Please provide complete information as applicable to your setup.
• Hardware Platform (Jetson / GPU): Jetson Xavier NX
• DeepStream Version: 6.0.1
• JetPack Version (valid for Jetson only): 4.6.1
• TensorRT Version: 8.2.3
• Issue Type( questions, new requirements, bugs): performance
Hello, I am currently running a custom YOLOv4 model via Deepstream. I have implemented a custom bounding box function and have seen the model produce bounding boxes on a video stream from my USB camera.
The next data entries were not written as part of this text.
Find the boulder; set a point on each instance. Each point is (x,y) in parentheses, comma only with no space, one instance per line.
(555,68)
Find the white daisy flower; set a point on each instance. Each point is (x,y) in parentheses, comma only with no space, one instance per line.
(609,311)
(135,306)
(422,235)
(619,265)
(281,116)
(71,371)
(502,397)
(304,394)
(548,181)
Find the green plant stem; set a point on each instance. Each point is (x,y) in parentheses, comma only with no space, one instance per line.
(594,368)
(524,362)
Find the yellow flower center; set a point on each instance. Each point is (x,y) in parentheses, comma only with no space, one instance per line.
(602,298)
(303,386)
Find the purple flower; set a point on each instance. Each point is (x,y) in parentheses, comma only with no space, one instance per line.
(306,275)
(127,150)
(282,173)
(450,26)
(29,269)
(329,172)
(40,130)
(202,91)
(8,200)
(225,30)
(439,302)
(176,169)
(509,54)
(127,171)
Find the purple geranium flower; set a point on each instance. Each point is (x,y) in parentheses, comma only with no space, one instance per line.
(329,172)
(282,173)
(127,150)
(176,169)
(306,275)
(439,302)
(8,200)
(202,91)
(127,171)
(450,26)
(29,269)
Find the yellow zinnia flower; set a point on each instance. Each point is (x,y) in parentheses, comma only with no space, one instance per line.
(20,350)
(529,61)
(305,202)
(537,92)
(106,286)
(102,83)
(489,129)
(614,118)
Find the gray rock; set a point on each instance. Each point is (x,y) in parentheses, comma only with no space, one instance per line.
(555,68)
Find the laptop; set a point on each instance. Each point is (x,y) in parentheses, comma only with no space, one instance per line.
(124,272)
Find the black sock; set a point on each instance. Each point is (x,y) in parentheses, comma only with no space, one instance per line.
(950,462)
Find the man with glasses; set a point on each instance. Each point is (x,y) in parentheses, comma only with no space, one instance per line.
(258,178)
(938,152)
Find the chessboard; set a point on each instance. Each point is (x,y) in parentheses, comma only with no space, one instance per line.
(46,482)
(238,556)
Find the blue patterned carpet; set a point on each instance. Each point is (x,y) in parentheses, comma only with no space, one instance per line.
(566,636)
However, when running the pipeline with my custom model, the performance is quite bad. My video stream goes from 30 fps to ~8fps, the GPU usage in tegrastats
shoots up to 99% and stays there, and even on the highest power mode I get a system warning that the device is running overcurrent.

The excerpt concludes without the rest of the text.